Saya ambil contoh berita di surat kabar Bataviaasch Nieuwsblad dan Het
Niuews van den Dag voor Nederlandsch-Indie. Pada hari yang sama, 31
Desember 1904, dua surat kabar itu menurunkan daftar orang-orang yang
meninggal di tahun 1904. Di situ Kartini disebut dengan nama "Raden Ajoe
Djojo Adiningrat Kartini, echgenoote van den Regent van Rembang".
Narasi Kartini mulai dianyam canggih menyusul penerbitan surat-surat
Kartini yang diterbitkan oleh JH Abendanon pada 1911. Surat-surat itu
diterbitkan di Belanda di bawah judul "Door Duisternis Tot Licht".

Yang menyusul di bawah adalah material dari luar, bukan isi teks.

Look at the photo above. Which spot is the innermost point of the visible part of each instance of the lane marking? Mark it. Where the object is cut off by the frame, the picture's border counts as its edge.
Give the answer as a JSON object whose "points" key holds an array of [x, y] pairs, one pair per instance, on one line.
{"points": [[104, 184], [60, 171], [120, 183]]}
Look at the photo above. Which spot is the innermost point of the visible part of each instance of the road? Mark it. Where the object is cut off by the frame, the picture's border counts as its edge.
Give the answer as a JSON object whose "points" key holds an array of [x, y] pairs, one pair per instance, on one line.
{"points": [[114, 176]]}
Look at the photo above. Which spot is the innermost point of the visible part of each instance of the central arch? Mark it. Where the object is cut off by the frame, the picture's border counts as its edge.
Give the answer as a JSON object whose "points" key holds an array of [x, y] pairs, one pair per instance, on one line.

Buku itu dengan cepat direspons publik, mula-mula di Belanda lalu
merembet ke Hindia-Belanda. Ulasan buku itu banyak ditulis di surat
kabar di Belanda, iklan-iklan tentang buku itu tersebar di banyak surat
kabar. Saya menemukan sepucuk iklan yang menjual buku Kartini di surat
kabar De Tijd (The Times) pada Juni 1911.

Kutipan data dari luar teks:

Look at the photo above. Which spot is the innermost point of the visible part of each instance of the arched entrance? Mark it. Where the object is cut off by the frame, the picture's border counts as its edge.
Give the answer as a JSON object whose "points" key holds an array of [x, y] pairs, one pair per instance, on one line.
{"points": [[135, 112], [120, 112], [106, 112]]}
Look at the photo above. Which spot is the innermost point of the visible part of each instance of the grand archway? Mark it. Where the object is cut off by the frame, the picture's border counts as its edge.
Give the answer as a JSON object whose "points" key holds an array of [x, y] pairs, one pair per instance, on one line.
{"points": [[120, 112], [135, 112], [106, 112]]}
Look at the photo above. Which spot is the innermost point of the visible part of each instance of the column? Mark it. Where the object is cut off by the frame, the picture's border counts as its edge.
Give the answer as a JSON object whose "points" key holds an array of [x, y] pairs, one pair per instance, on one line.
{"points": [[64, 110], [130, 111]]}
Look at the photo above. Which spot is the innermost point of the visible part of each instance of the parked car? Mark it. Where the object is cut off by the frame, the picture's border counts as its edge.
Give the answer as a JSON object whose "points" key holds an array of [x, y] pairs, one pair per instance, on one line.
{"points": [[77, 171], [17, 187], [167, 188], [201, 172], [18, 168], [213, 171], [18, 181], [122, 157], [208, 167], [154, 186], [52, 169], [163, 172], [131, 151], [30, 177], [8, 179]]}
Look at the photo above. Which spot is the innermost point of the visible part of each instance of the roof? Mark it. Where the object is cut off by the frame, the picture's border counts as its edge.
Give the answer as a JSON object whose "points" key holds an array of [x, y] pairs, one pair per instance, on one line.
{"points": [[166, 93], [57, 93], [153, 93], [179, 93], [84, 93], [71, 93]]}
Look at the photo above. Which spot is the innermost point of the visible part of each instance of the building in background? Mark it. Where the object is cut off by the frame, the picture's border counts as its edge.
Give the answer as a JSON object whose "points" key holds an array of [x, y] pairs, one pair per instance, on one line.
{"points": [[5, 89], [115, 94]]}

Respons positif atas penerbitan buku itu bisa dirangkum dalam kalimat:
"Lihatlah, kami orang Belanda juga bisa melahirkan pribadi pintar dan
tercerahkan". Belanda memang berkepentingan memunculkan pribadi maju
dari negeri jajahan demi kepentingan kampanye politik etis mereka, untuk
membuktikan bahwa pemerintah kolonial mereka tidak kalah dengan Inggris
di India dalam hal memajukan rakyat terjajah.
Itulah sebabnya, dua tahun sejak penerbitan surat-surat Kartini,
orang-orang Belanda yang sedang giat-giatnya mempromosikan gerakan
memajukan rakyat terjajah melalui pendidikan segera membuat Yayasan
Kartini, yang salah satu proyeknya adalah mendirikan sekolah Kartini di
Semarang. Dan peristiwa itu diliput secara besar-besaran oleh surat
kabar bergengsi di Belanda.
Saya menemukan arsip surat kabar Der Leeuwarder Courant (surat kabar
yang terbit sejak 1752) yang melaporkan tentang Sekolah Kartini pada
edisi Minggu, 21 Juli 1913. Tak tanggung-tanggung, laporan berjudul
"Kartini Scholen" itu nyaris memakan satu halaman penuh — dan itu
diterbitkan di halaman muka. Di sana dituliskan betapa Yayasan Kartini
akan menjadi organisasi menyebar di seluruh negeri untuk memajukan
pendidikan di negeri terjajah.
Sejak itulah Kartini sebagai narasi mulai mencuat. Buku surat-surat
Kartini diterbitkan terus-menerus dan juga terus diperbincangkan.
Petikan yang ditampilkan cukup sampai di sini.